Zero Covid va in malora

La professoressa Devi Sridhar, uno dei massimi consiglieri del governo scozzese sul Covid durante la prima parte della pandemia, è diventata famosa nel 2020 essendo una fanatica sostenitrice del “zero Covid”.

Un’idea assurda e priva di senso che non aveva alcuna possibilità di successo a lungo termine considerando che il virus si era diffuso a livello globale molto prima che qualcuno se ne rendesse conto, Sridhar ha comunque avuto un’influenza enorme sul processo decisionale in Scozia, e sfortunatamente con un impatto globale derivante da una massiccia presenza sui social media e promozione mediatica.

E ora afferma di pentirsi del tutto di aver detto “zero Covid”.

Le Mail giornaliera ha riferito sui commenti di Sridhar all'inchiesta Covid del Regno Unito, una serie di udienze sulla risposta alla pandemia del Paese. Durante la sua recente apparizione ha dichiarato all’inchiesta che i suoi numerosi riferimenti all’“eliminazione” del virus erano in realtà tutti un grosso errore.

"Ho commesso un errore usando la parola 'eliminazione'", ha detto, secondo il Mail, sostenendo che "massima soppressione" sarebbe stata più accurata.

Tuttavia Sridhar ha utilizzato spesso il termine “eliminazione” nelle comunicazioni pubbliche, come catalogato su Twitter da Anthony LaMesa.

In un altro post della settimana successiva, Sridhar ha affermato: “Il modo migliore e più sicuro per riavere le scuole a tempo pieno è fermare la trasmissione nella comunità. Il modo più veloce per riempire di nuovo ristoranti e centri città è fermare la trasmissione nella comunità. Un approccio Zero Covid è la strada “meno peggiore” da seguire. Ed è fattibile”.

Non era fattibile.

Nell’estate 2020 sapevamo che le mascherine non fermavano i virus respiratori, soprattutto il Covid. Sapevamo che non era necessario chiudere le scuole, grazie all'esempio della Svezia. Sapevamo che la trasmissione avveniva per via aerea, il che significava che lo sradicamento e l’eliminazione erano impossibili. Sapevamo anche che c’erano già stati e sicuramente avrebbero continuato a esserci danni enormi derivanti dalle chiusure e dai mandati emanati in un futile e debole tentativo di controllare l’incontrollabile. Sridhar ha comunque sostenuto con forza lo “zero Covid” ed è stata abbastanza chiara nella sua definizione di tali sforzi volti a eliminare il virus dalle comunità locali.

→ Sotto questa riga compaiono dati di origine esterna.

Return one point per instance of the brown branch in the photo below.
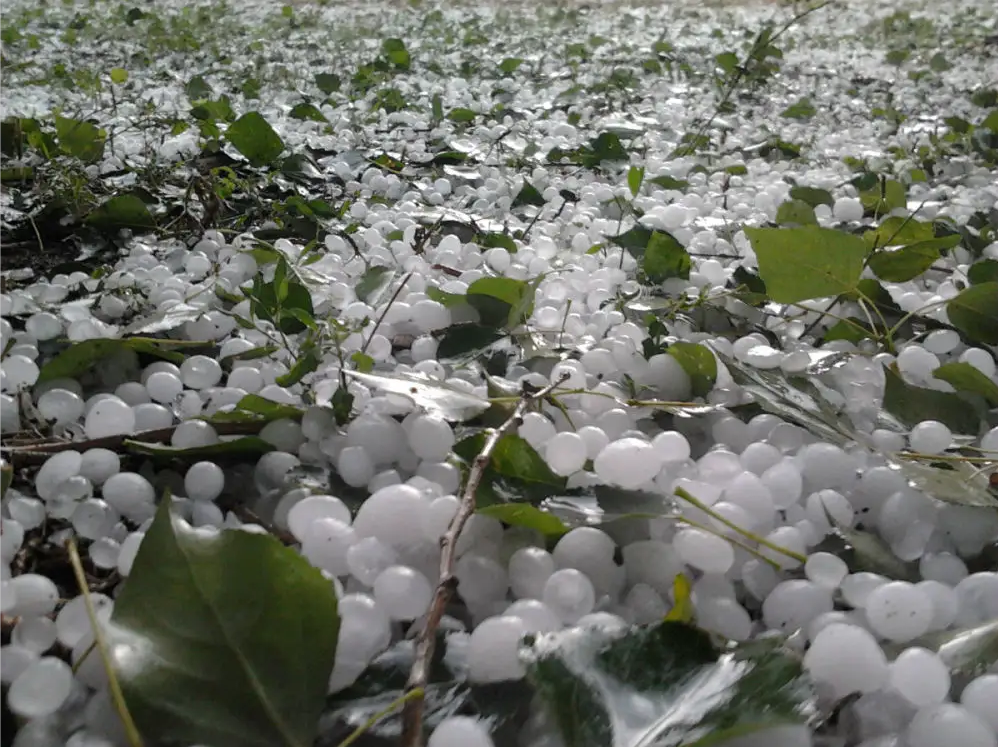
(412, 715)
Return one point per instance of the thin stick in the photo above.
(412, 715)
(117, 696)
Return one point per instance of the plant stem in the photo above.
(117, 696)
(412, 715)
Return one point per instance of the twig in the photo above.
(117, 696)
(412, 715)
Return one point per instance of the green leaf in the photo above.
(80, 139)
(895, 231)
(513, 456)
(460, 339)
(665, 258)
(974, 312)
(81, 356)
(665, 685)
(510, 65)
(526, 515)
(801, 109)
(798, 264)
(239, 448)
(983, 271)
(966, 378)
(528, 195)
(812, 196)
(201, 638)
(122, 211)
(682, 608)
(635, 176)
(901, 265)
(669, 182)
(255, 139)
(373, 283)
(328, 83)
(501, 302)
(462, 115)
(912, 405)
(435, 396)
(699, 364)
(306, 111)
(396, 53)
(796, 212)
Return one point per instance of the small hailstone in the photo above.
(920, 676)
(402, 592)
(41, 689)
(493, 650)
(204, 481)
(628, 462)
(930, 437)
(980, 696)
(947, 723)
(569, 594)
(847, 659)
(898, 611)
(529, 569)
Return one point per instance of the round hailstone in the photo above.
(535, 615)
(431, 438)
(704, 551)
(326, 543)
(460, 731)
(200, 372)
(930, 437)
(41, 689)
(793, 604)
(847, 659)
(825, 569)
(402, 592)
(368, 557)
(898, 611)
(111, 416)
(529, 570)
(130, 494)
(569, 594)
(57, 469)
(629, 463)
(164, 387)
(493, 650)
(951, 724)
(920, 676)
(394, 514)
(98, 465)
(204, 481)
(60, 406)
(565, 453)
(36, 595)
(980, 696)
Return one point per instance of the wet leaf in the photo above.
(974, 312)
(665, 258)
(912, 405)
(243, 447)
(699, 364)
(121, 211)
(798, 264)
(664, 685)
(252, 136)
(434, 396)
(965, 377)
(202, 644)
(526, 515)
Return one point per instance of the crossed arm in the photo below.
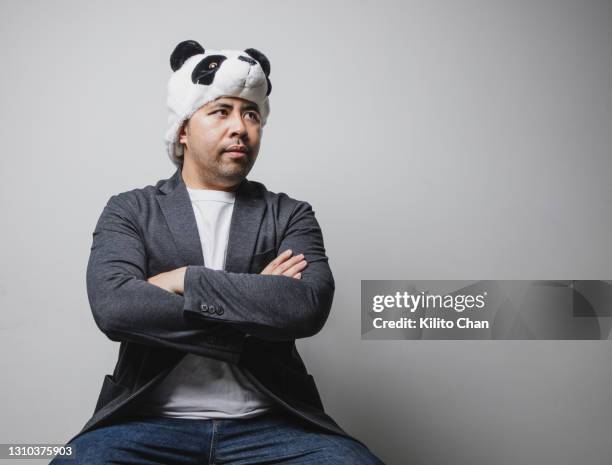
(289, 300)
(285, 264)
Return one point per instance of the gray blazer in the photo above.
(236, 315)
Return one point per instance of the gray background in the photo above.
(434, 139)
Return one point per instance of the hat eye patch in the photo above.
(204, 72)
(250, 61)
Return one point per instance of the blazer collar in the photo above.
(249, 208)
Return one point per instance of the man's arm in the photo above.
(127, 307)
(270, 307)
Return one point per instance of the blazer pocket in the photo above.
(261, 260)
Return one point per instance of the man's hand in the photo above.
(172, 281)
(283, 265)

Ovviamente non aveva intenzione di continuare quella “eliminazione” in modo permanente.

Eppure adesso, a quanto pareva, era tutta una cattiva scelta di parole. Quanto conveniente!

Anche se è bello vedere un certo livello di consapevolezza e di riconoscimento del fatto che queste idee assurde erano sbagliate, Sridhar semplicemente non dice tutta la verità: nessuna delle sue politiche preferite ha avuto alcuna possibilità di funzionare. Invece, danza attorno ai propri fallimenti con la semantica.

Ma entrambe queste storie; Sridhar e il panico JN.1 indicano quello che probabilmente sperimenteremo come il futuro di Covid. Coloro che sono stati responsabili di danni incalcolabili continueranno a pattinare impunemente, mentre il ciclo di panico inutile, previsioni imprecise e la richiesta di ulteriori mascheramenti alza la sua brutta testa ogni pochi mesi man mano che emergono nuove varianti.

Anche se è frustrantemente prevedibile ed esasperantemente ovvio, è meglio prepararsi per molto di più.